Data residency¶
A central topic for organisations under sovereignty constraints (HDS, OIV, public sector, defence).
Overview per edition¶
| Component | Sovereign (air-gap) | Sovereign-hybrid (BYOK) |
|---|---|---|
| Web application | Your infra | Your infra |
| Database | Your infra | Your infra |
| ChromaDB (vectors) | Your infra | Your infra |
| Uploads / files | Your infra | Your infra |
| Embedding (bge-m3) | Your infra (local Ollama) | Your infra |
| LLM synthesis | Your infra (local Ollama) | Your choice: local Ollama OR external BYOK API |
| Mailer | Log-only (your infra) | Brevo (EU) or internal MTA |
| Audit log archive | Internal MinIO (your infra) | Internal MinIO or cloud S3 (your choice) |
| Backups | Your infra + off-host of your choice | Same |
| OAuth credentials | n/a (public connectors disabled) | Your providers (US/EU per provider) |
Sovereign (air-gap) — technical lock-in¶
In sovereign mode:
- No external API call is technically possible by construction.
Routes
/payment/*,/auth/social/*return 404. Public cloud connectors (GDrive, OneDrive…) are hidden and their routes disabled. - Brevo mailer is forced to log-only — even if an API key is
present in
.env. - Frontend assets are bundled locally (no jsdelivr CDN, no
Google Fonts) — see
app/static/vendor/. - Offline licence validation via Ed25519 signature (no licence server call).
- No telemetry (Google Analytics and the like hard-disabled).
Verification: curl -i http://localhost:5000/auth/social/google must
return 404; python -m app.utils.deployment_mode must show
mode=sovereign.
Sovereign-hybrid — identified outbound calls¶
In sovereign-hybrid, every outbound call is explicit and documented. Exhaustive list per configuration:
| Destination | When | Typical volume |
|---|---|---|
| Mistral / Anthropic / OpenAI / Gemini API | On every RAG query if BYOK active | 1-5 KB per question |
| Brevo SMTP | Transactional email (signup, reset, invitation) | 1 KB per email |
| Google / Microsoft / Dropbox APIs | Cloud connector sync | Variable (listing + download) |
| OIDC IdP | SSO login (if configured) | 2-3 KB per auth |
No outbound call ever occurs:
- To a Myeline licence server (offline validation)
- To a frontend CDN
- To a telemetry service
Infrastructure recommendations¶
Pure sovereign¶
- Dedicated VLAN, no Internet route (or default DROP on egress firewall).
- Internal DNS only.
- NTP synced to an internal server (for licence signature validation — clock must remain within ±1 day of reality, otherwise the licence will be rejected as expired or not-yet-valid).
Sovereign-hybrid¶
- Egress filtering: explicit whitelist of allowed domains (api.mistral.ai, api.anthropic.com, api.openai.com, generativelanguage.googleapis.com, api.brevo.com, accounts.google.com, login.microsoftonline.com, api.dropbox.com…). Everything else DROP.
- Outbound connection logging (for audit).
- Reverse proxy (Pangolin / Traefik / Nginx) in front, TLS ≥ 1.2, HSTS, strict CSP.

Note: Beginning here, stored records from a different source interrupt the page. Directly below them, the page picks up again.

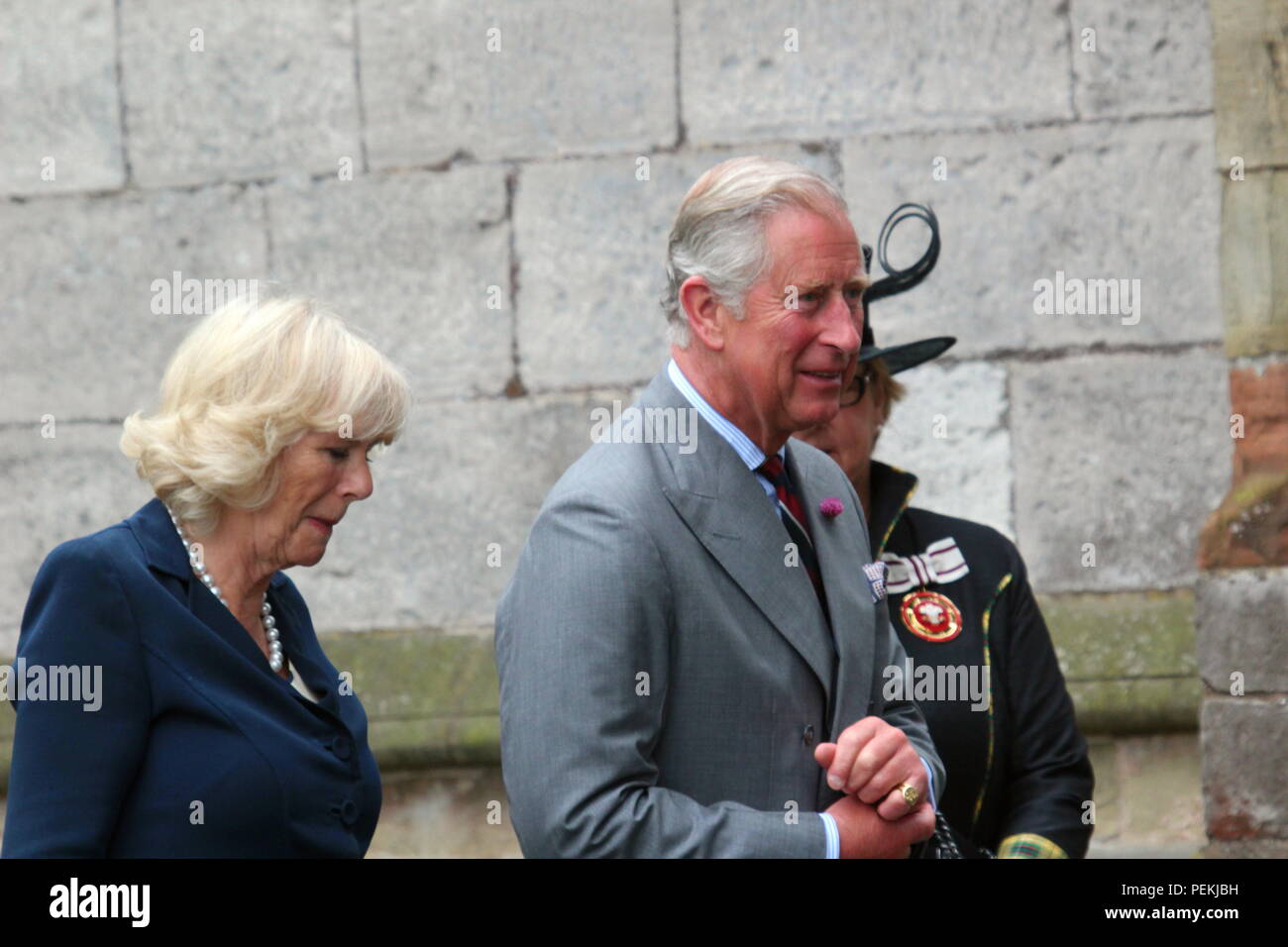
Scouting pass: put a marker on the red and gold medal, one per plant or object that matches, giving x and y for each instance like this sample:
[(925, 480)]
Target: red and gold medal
[(930, 616)]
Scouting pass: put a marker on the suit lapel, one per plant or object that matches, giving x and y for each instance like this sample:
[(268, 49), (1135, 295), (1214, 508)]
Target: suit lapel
[(729, 513), (837, 543)]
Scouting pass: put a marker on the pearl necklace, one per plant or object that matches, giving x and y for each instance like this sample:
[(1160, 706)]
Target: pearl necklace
[(274, 646)]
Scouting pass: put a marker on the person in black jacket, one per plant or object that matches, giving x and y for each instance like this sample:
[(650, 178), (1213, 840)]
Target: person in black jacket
[(980, 660)]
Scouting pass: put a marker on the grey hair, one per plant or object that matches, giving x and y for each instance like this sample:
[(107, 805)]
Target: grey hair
[(719, 232)]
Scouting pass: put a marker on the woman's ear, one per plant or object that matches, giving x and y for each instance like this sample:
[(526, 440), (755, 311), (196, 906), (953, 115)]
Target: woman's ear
[(702, 309)]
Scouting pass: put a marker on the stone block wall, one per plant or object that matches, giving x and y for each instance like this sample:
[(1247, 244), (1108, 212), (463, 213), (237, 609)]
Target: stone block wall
[(485, 191)]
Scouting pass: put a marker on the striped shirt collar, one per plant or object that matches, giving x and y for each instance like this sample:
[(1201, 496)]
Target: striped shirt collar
[(742, 445)]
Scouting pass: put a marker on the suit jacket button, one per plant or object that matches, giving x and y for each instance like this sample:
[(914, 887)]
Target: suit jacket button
[(342, 748)]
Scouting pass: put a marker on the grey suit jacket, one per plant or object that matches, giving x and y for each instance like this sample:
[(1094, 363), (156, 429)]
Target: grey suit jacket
[(665, 676)]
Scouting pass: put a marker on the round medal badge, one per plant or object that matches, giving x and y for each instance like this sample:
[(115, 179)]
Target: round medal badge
[(931, 616)]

Personal data vs technical metadata¶
Myeline distinguishes three criticality levels:
- User data (documents, queries, conversations) — always stays on your infra.
- Technical identifiers (user_id, org_id, action_code in the audit log) — stay on your infra.
- Anonymous metrics (uptime, latency, error rate) — exposed
via
/metrics, scrapable only by your Prometheus (no external push).
No email, no query content, no indexed document ever leaves your infra — except if you explicitly enable an external AI provider in sovereign-hybrid (and then only the question text + relevant chunks transit to the provider).